# Seleção de Atributos (variáveis)

# Métricas

### Selecionar os melhores atributos, depois treinar o modelo e aplicar as métricas

In [53]:
import warnings
warnings.filterwarnings('ignore')

# Criando um modelo
from sklearn import linear_model

def calcula_metricas(dataset, atributos_selecionados):

    X = dataset[atributos_selecionados ].values
    y = dataset['TARGET'].values

    modelo = linear_model.LinearRegression() 
    modelo.fit(X,y)

    # MAE - Mean Absolute Error
    from sklearn import model_selection
    kfold = 10
    resultado = model_selection.cross_val_score(modelo, X, y, cv = kfold, 
                                                scoring = 'neg_mean_absolute_error')

    # Print do resultado
    print("MAE: %.3f (%.3f)" % (resultado.mean(), resultado.std()))

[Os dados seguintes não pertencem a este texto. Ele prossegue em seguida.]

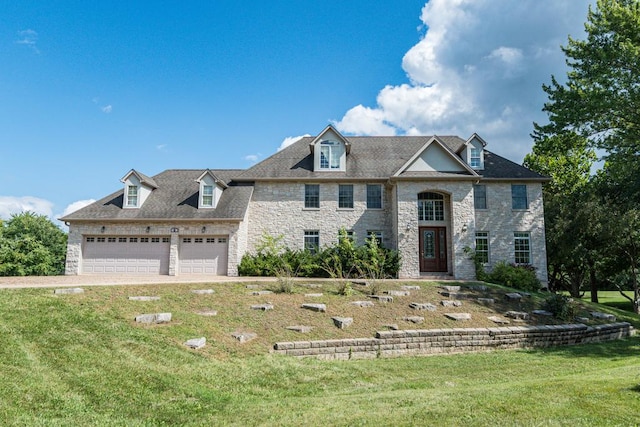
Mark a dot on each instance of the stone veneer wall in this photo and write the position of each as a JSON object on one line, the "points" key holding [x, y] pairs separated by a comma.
{"points": [[78, 231], [277, 208], [457, 340], [501, 221]]}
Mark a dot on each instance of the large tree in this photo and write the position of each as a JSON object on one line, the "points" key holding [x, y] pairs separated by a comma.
{"points": [[596, 108], [31, 245]]}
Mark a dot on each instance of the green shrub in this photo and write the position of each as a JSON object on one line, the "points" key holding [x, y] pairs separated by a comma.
{"points": [[562, 307], [521, 277]]}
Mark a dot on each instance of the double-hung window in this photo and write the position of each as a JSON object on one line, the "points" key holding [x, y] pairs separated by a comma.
{"points": [[482, 247], [312, 196], [522, 247], [312, 240], [132, 195], [480, 196], [207, 196], [330, 154], [430, 207], [519, 199], [345, 196], [374, 196]]}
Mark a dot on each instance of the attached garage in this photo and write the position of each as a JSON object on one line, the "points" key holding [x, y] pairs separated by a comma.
{"points": [[125, 254], [203, 255]]}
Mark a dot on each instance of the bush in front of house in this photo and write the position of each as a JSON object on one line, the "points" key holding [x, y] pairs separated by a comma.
{"points": [[521, 277], [343, 260]]}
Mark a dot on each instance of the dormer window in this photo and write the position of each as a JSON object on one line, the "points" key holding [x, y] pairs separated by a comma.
{"points": [[207, 196], [475, 158], [132, 196], [330, 155]]}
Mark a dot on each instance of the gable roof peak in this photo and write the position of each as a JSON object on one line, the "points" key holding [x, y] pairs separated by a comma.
{"points": [[328, 130], [144, 179]]}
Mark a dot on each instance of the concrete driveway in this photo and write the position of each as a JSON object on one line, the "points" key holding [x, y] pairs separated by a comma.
{"points": [[107, 280]]}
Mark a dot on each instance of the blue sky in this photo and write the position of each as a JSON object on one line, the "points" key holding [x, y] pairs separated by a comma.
{"points": [[90, 90]]}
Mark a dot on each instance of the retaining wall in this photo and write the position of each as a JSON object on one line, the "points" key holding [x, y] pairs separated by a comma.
{"points": [[457, 340]]}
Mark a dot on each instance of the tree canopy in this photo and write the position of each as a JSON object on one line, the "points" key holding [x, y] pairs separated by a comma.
{"points": [[31, 245], [593, 219]]}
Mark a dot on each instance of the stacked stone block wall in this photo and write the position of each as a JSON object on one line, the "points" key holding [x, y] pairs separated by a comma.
{"points": [[457, 340]]}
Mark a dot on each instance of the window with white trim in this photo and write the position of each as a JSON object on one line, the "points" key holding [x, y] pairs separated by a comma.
{"points": [[132, 196], [374, 196], [430, 207], [345, 196], [522, 247], [312, 240], [207, 196], [330, 154], [519, 199], [480, 196], [312, 196], [482, 246]]}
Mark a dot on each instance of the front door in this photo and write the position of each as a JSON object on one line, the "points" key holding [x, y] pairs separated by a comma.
{"points": [[433, 249]]}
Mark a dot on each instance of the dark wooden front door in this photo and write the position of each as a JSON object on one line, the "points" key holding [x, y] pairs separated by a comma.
{"points": [[433, 249]]}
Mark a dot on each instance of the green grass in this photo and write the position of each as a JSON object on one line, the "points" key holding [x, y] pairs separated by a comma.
{"points": [[81, 360]]}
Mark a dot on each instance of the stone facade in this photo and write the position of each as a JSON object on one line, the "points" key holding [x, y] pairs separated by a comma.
{"points": [[459, 340]]}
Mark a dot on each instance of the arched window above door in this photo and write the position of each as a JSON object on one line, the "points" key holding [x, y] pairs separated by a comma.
{"points": [[430, 207]]}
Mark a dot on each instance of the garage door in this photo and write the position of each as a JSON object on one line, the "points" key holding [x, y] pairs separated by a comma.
{"points": [[125, 254], [203, 255]]}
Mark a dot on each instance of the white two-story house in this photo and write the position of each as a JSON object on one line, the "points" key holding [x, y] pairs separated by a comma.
{"points": [[428, 197]]}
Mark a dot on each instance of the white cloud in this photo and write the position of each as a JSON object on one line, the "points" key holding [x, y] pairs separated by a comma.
{"points": [[28, 38], [15, 205], [76, 206], [290, 140], [479, 67]]}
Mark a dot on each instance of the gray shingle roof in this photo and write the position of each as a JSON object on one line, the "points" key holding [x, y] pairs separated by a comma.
{"points": [[175, 197], [373, 157]]}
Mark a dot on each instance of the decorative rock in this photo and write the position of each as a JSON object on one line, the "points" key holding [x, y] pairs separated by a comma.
{"points": [[603, 316], [202, 291], [382, 298], [518, 315], [244, 337], [458, 316], [154, 318], [315, 307], [301, 329], [423, 306], [342, 322], [398, 293], [207, 313], [499, 320], [451, 303], [196, 343], [144, 298], [68, 291], [362, 303], [542, 313], [413, 319]]}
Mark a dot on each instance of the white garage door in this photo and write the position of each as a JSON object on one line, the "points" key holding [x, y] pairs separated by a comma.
{"points": [[203, 255], [125, 254]]}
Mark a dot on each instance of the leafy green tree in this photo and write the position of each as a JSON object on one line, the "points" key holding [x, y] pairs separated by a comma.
{"points": [[31, 245]]}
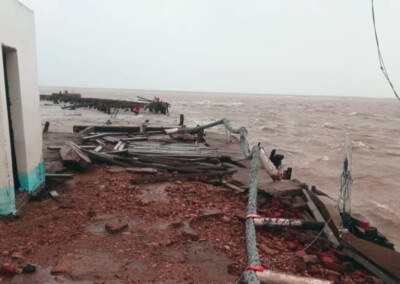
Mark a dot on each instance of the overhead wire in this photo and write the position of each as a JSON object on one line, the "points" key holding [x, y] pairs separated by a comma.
{"points": [[381, 62]]}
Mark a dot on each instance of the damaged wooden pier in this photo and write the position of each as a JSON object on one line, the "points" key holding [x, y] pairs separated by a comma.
{"points": [[109, 106], [159, 204]]}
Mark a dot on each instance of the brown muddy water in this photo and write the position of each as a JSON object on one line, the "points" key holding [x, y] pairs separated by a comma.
{"points": [[309, 131]]}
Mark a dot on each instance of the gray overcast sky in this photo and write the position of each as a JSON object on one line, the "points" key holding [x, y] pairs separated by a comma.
{"points": [[310, 47]]}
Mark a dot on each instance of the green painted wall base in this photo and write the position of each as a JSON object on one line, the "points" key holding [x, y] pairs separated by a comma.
{"points": [[7, 200], [32, 180]]}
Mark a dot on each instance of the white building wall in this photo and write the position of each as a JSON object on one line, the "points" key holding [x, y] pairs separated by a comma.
{"points": [[18, 32]]}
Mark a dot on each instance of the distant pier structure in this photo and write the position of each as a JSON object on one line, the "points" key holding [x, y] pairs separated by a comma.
{"points": [[21, 164]]}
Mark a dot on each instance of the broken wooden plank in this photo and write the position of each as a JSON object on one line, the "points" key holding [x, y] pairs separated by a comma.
{"points": [[72, 155], [179, 177], [142, 170]]}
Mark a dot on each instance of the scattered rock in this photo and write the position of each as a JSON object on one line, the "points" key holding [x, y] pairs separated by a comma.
{"points": [[62, 267], [310, 258], [335, 266], [210, 212], [300, 266], [116, 226], [185, 229]]}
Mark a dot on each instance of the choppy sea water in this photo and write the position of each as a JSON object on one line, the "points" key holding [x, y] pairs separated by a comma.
{"points": [[309, 131]]}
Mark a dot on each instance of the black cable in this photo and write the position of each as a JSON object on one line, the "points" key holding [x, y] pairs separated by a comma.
{"points": [[381, 62]]}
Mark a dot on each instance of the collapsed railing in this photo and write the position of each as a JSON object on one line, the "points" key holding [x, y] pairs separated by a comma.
{"points": [[257, 153]]}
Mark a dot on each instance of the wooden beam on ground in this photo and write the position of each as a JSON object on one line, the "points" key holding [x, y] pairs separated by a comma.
{"points": [[328, 232], [179, 177]]}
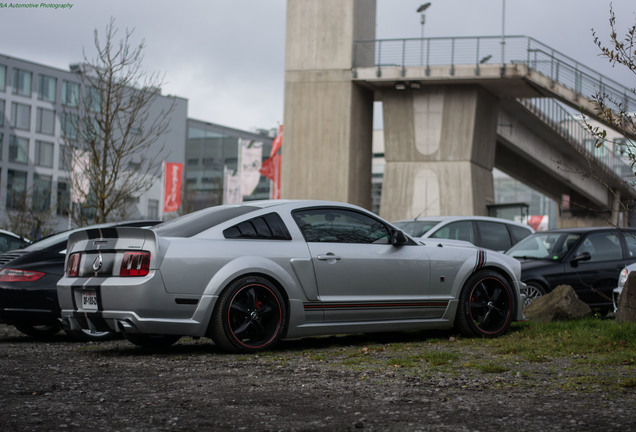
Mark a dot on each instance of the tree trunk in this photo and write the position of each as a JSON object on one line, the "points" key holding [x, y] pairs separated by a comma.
{"points": [[627, 303]]}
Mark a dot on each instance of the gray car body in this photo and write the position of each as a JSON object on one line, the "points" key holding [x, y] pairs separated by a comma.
{"points": [[369, 288]]}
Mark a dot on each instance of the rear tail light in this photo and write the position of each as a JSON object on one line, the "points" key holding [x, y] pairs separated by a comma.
{"points": [[135, 264], [15, 275], [72, 269]]}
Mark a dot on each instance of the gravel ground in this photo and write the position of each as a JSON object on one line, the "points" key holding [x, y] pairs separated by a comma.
{"points": [[302, 385]]}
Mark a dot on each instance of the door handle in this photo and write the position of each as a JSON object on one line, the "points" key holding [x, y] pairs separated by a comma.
{"points": [[328, 257]]}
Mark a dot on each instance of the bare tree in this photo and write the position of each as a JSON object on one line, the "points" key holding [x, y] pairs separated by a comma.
{"points": [[617, 115], [113, 135], [613, 112]]}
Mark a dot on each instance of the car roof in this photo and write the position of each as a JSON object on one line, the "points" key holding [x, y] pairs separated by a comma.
{"points": [[583, 230], [446, 219]]}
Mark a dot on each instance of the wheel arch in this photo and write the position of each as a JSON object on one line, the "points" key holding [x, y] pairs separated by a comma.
{"points": [[253, 273]]}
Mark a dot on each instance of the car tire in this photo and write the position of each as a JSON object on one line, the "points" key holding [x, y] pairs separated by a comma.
{"points": [[533, 290], [485, 305], [152, 341], [89, 335], [250, 316], [38, 331]]}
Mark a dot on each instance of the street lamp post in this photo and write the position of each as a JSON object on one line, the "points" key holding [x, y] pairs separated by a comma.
{"points": [[421, 11], [503, 36]]}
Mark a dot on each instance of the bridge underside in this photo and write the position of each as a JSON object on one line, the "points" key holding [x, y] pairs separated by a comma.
{"points": [[446, 127], [445, 133]]}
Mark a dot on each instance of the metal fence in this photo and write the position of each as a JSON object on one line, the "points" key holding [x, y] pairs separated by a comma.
{"points": [[473, 50], [453, 51], [572, 129]]}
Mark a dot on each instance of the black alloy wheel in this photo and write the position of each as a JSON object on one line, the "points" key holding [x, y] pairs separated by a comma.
{"points": [[250, 316], [485, 305]]}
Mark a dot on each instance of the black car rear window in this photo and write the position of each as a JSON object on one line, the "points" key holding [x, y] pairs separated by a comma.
{"points": [[197, 222]]}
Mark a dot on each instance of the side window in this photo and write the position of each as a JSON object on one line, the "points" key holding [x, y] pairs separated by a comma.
{"points": [[266, 227], [630, 239], [494, 235], [602, 246], [340, 226], [462, 230], [518, 233]]}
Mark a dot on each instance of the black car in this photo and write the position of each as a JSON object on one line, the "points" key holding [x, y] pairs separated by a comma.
{"points": [[28, 285], [588, 259]]}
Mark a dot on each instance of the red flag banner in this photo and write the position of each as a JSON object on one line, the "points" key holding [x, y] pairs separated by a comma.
{"points": [[272, 166], [172, 186]]}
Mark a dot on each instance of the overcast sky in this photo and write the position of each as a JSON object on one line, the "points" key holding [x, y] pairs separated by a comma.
{"points": [[227, 56]]}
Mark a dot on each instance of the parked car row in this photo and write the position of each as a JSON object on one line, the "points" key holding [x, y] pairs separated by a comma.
{"points": [[10, 241], [252, 274], [28, 279], [588, 259]]}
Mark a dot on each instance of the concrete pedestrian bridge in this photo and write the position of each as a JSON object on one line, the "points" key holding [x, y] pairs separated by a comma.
{"points": [[454, 109]]}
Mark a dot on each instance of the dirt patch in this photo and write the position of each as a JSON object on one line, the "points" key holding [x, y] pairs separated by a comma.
{"points": [[335, 383]]}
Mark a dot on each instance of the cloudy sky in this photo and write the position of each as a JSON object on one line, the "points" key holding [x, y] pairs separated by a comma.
{"points": [[227, 56]]}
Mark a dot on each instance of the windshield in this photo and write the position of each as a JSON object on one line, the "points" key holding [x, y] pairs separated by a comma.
{"points": [[550, 246], [416, 228]]}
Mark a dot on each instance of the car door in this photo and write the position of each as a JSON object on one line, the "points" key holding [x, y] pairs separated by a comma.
{"points": [[360, 275], [593, 279]]}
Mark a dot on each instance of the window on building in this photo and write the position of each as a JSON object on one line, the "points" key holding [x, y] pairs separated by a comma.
{"points": [[70, 93], [41, 192], [21, 116], [16, 189], [93, 99], [45, 121], [69, 123], [18, 149], [153, 209], [47, 88], [63, 197], [44, 154], [64, 162], [3, 78], [22, 82]]}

    # MSE - Mean Squared Error
    # Definindo os valores para o número de folds
    num_folds = 10
    num_instances = len(X)
    seed = 7

    # Separando os dados em folds
    kfold = model_selection.KFold(num_folds, random_state = seed, shuffle=True)

    resultado = model_selection.cross_val_score(modelo, X, y, cv = kfold, scoring = 'neg_mean_squared_error')

    # Print do resultado
    print("MSE: %.3f (%.3f)" % (resultado.mean(), resultado.std()))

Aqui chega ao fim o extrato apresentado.